Sen. Ted Cruz and Mati Weiderpass (Photo via Facebook)
Two gay hotel owners who co-hosted an event for Texas Sen. Ted Cruz have apologized after many in the LGBT community joined a call to boycott their properties for catering to a conservative politician who is staunchly opposed to same-sex marriage.
“I am shaken to my bones by the e-mails, texts, postings and phone calls of the past few days,” Ian Reisner, one of the hoteliers, wrote on Facebook. “I was ignorant, naive and much too quick in accepting a request to co-host a dinner with Cruz at my home without taking the time to completely understand all of his positions on gay rights.”
Reisner and his business partner, Mati Weiderpass, hosted a dinner on April 20 for Cruz at a Manhattan duplex they co-own.
“I’ve spent the past 24 hours reviewing videos of Cruz’ statements on gay marriage and I am shocked and angry,” Reisner continued. “I sincerely apologize for hurting the gay community and so many of our friends, family, allies, customers and employees. I will try my best to make up for my poor judgement. Again, I am deeply sorry.”
Weiderpass also posted an apology on Facebook.
“I share in Ian’s remorse,” he wrote. “I, too, lay humbled with what has happened in the last week. I made a terrible mistake. Unfortunately, I cannot undo this. You taught me a painful but important lesson. The people that know me know the work that I have done over the last 20 years for the advancement of gay rights. Today, I came to realize that I might have nullified my past efforts and accomplishments in just one week.”
Reisner and Weiderpass own The Out NYC hotel and Fire Island Pines resort. A Facebook page calling for a boycott of those properties had more than 8,000 likes late Sunday. A rally and demonstration outside The Out NYC was scheduled for Monday evening.
Cruz speaks at the Iowa Faith & Freedom Coalition’s forum over the weekend. (Photo: Jim Young/Reuters)
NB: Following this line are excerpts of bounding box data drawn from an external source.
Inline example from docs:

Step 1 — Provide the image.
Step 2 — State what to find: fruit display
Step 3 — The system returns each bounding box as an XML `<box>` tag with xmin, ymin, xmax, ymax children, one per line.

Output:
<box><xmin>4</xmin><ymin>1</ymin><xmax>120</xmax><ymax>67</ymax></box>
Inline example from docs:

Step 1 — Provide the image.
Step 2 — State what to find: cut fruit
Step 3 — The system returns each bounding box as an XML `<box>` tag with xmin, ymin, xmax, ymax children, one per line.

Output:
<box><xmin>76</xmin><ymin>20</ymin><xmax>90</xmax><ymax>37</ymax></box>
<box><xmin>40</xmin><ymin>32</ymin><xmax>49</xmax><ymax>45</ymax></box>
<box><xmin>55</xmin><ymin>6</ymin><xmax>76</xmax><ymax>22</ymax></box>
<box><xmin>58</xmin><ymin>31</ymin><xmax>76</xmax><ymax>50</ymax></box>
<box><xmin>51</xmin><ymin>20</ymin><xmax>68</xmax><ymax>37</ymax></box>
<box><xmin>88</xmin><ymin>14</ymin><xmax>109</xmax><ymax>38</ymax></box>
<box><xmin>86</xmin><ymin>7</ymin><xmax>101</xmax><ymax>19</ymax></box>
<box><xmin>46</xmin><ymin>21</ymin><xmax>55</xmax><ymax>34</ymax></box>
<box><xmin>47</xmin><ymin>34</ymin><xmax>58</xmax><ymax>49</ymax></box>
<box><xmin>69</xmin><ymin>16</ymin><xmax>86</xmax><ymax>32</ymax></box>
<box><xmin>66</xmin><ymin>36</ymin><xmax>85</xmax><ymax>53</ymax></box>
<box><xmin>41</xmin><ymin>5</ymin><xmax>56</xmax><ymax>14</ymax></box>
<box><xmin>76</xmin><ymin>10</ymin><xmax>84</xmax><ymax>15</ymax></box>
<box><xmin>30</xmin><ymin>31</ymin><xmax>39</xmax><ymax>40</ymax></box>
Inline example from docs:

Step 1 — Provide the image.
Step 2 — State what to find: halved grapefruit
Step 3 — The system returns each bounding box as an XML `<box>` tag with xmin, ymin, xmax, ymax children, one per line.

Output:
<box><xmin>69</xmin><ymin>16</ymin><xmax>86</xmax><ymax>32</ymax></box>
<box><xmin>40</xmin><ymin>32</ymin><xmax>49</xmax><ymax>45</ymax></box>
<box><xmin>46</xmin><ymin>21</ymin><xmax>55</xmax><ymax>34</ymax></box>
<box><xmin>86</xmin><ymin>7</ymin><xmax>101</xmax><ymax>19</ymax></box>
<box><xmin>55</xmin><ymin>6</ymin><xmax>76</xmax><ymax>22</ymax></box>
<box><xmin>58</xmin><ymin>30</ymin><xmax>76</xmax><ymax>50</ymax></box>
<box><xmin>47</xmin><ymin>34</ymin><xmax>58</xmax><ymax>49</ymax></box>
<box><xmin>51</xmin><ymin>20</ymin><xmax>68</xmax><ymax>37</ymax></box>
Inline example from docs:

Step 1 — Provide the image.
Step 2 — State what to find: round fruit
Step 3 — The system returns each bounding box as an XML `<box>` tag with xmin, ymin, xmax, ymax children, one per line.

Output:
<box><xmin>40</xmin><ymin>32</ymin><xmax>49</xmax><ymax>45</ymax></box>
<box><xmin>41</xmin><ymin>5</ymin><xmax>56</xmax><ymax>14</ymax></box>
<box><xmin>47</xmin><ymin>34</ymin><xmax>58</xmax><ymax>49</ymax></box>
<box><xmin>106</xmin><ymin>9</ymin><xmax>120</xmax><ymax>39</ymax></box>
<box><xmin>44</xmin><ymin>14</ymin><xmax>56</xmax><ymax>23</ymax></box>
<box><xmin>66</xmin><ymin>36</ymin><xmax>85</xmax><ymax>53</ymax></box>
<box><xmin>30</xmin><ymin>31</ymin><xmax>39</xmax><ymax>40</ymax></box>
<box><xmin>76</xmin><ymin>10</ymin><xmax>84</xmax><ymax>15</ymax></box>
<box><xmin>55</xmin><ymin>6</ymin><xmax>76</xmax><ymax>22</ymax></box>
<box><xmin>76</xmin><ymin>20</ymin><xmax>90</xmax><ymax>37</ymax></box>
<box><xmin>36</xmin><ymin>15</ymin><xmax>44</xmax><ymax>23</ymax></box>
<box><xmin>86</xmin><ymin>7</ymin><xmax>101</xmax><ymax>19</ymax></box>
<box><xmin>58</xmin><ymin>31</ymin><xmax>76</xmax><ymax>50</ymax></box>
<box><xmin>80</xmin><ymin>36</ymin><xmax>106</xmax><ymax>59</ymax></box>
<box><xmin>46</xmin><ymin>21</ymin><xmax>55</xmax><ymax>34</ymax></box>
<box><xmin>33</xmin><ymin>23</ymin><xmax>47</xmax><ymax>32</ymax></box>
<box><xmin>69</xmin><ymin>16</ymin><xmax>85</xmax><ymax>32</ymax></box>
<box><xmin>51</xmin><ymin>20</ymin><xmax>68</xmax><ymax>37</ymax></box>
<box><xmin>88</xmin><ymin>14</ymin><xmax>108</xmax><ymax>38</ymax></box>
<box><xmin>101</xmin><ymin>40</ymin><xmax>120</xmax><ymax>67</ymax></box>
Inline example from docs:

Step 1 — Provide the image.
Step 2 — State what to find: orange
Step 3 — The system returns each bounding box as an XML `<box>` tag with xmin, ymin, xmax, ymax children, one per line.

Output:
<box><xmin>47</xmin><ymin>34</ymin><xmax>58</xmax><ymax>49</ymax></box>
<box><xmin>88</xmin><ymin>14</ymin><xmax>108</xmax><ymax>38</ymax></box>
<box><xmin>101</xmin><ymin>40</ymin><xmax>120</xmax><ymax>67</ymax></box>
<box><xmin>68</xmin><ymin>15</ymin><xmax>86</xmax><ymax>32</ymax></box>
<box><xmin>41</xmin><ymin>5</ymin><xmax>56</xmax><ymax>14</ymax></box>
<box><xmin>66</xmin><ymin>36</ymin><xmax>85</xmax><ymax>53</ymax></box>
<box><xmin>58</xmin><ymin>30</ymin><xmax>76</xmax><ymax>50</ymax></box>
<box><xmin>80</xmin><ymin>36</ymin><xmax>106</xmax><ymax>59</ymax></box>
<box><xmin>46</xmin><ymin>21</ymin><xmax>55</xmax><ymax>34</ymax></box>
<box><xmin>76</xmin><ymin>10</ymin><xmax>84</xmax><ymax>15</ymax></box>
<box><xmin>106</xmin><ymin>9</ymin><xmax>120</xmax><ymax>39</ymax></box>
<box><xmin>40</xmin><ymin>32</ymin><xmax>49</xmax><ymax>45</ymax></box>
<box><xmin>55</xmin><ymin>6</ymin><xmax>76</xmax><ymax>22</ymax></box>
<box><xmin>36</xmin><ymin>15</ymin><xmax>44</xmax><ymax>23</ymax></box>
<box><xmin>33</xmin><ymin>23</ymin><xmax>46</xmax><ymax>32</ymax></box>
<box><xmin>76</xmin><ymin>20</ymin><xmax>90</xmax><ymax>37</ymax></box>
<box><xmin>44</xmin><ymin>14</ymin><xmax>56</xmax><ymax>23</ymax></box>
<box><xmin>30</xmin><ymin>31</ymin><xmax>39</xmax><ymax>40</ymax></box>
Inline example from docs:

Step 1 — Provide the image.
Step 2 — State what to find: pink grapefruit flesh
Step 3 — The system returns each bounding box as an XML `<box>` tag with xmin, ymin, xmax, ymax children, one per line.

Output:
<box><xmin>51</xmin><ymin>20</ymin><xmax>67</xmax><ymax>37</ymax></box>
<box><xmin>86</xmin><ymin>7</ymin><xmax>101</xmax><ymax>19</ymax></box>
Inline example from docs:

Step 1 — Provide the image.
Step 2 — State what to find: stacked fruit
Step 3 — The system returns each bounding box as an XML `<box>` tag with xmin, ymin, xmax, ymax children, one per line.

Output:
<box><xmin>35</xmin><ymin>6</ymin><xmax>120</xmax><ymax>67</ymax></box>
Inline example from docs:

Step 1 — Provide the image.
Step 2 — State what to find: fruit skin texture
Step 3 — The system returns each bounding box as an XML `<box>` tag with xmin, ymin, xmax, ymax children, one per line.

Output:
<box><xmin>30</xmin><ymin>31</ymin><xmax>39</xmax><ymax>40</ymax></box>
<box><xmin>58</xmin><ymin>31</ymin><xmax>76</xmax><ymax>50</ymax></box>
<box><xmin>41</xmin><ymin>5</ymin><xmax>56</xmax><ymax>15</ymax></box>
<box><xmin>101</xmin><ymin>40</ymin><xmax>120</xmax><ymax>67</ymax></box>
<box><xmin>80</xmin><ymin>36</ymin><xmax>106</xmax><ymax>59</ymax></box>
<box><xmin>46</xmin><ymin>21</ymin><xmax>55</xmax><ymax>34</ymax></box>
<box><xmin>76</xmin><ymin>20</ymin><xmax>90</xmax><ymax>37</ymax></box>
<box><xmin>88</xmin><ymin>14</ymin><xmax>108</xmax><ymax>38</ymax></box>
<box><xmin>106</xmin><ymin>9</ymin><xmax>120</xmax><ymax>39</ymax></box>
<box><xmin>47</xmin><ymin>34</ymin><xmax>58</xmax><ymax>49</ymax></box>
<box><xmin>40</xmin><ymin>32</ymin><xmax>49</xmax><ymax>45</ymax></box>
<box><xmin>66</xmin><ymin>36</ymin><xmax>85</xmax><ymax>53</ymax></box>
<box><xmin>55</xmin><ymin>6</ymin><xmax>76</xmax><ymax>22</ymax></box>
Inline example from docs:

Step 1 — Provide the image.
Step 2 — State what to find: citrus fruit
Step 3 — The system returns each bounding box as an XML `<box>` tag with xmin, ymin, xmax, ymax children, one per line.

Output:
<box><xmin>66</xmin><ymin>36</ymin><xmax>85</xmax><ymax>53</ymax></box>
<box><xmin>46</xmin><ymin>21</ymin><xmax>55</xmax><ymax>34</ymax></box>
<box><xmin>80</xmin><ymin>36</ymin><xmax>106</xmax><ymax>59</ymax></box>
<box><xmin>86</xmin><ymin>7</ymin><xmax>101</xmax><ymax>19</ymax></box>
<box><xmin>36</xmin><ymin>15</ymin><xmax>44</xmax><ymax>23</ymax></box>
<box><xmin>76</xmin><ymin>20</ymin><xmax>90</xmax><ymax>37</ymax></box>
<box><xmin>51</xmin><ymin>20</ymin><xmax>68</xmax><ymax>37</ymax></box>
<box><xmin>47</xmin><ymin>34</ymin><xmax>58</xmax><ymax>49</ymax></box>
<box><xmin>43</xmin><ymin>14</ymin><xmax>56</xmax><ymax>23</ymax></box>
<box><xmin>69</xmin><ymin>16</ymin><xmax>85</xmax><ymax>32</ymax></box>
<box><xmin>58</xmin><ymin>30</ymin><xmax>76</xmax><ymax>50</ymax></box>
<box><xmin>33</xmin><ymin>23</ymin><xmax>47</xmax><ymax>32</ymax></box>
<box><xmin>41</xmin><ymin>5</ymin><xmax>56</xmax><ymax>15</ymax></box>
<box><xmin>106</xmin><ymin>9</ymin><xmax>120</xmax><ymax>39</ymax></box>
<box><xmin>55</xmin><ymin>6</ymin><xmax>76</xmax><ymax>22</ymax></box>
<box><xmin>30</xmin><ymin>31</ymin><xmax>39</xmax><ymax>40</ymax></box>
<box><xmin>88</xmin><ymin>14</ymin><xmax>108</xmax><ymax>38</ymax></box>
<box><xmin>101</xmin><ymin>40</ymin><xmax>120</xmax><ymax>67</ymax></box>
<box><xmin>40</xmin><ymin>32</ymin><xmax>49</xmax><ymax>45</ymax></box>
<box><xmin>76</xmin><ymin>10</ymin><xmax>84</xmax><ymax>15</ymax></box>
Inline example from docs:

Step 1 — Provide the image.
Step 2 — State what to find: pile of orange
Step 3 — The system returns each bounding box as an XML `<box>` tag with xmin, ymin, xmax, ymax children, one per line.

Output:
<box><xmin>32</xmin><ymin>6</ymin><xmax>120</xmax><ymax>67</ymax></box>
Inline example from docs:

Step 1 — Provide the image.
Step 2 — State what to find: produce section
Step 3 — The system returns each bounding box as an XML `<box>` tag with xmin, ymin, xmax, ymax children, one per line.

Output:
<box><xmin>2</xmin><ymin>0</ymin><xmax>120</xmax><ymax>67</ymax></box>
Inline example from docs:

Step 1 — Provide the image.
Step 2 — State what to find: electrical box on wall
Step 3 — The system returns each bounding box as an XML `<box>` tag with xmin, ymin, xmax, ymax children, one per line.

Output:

Cruz recently introduced legislation — the Restoration of Marriage Amendment and the Protect Marriage From the Courts Act — to allow Americans to define marriage as a being between a man and a woman and to protect states that bar same-sex unions.
“Today’s Democratic Party has become so radicalized for legalizing gay marriage in all 50 states that there is no longer any room for religious liberty,” Cruz said in Iowa over the weekend. “We need leaders who will stand unapologetically in defense of the Judeo-Christian values upon which America was built.”
The Texas Republican and 2016 presidential candidate also called on a 100,000-pastor network to lead the nation in prayer while the Supreme Court hears arguments over gay-marriage bans. Those arguments are scheduled to begin Tuesday.
“On the eve of this momentous legal occasion at the Supreme Court,” Weiderpass added, “I dedicate myself to work even harder to advance our cause that I share with the LGBT community. Again, to all that I have hurt, please accept my sincerest apologies.”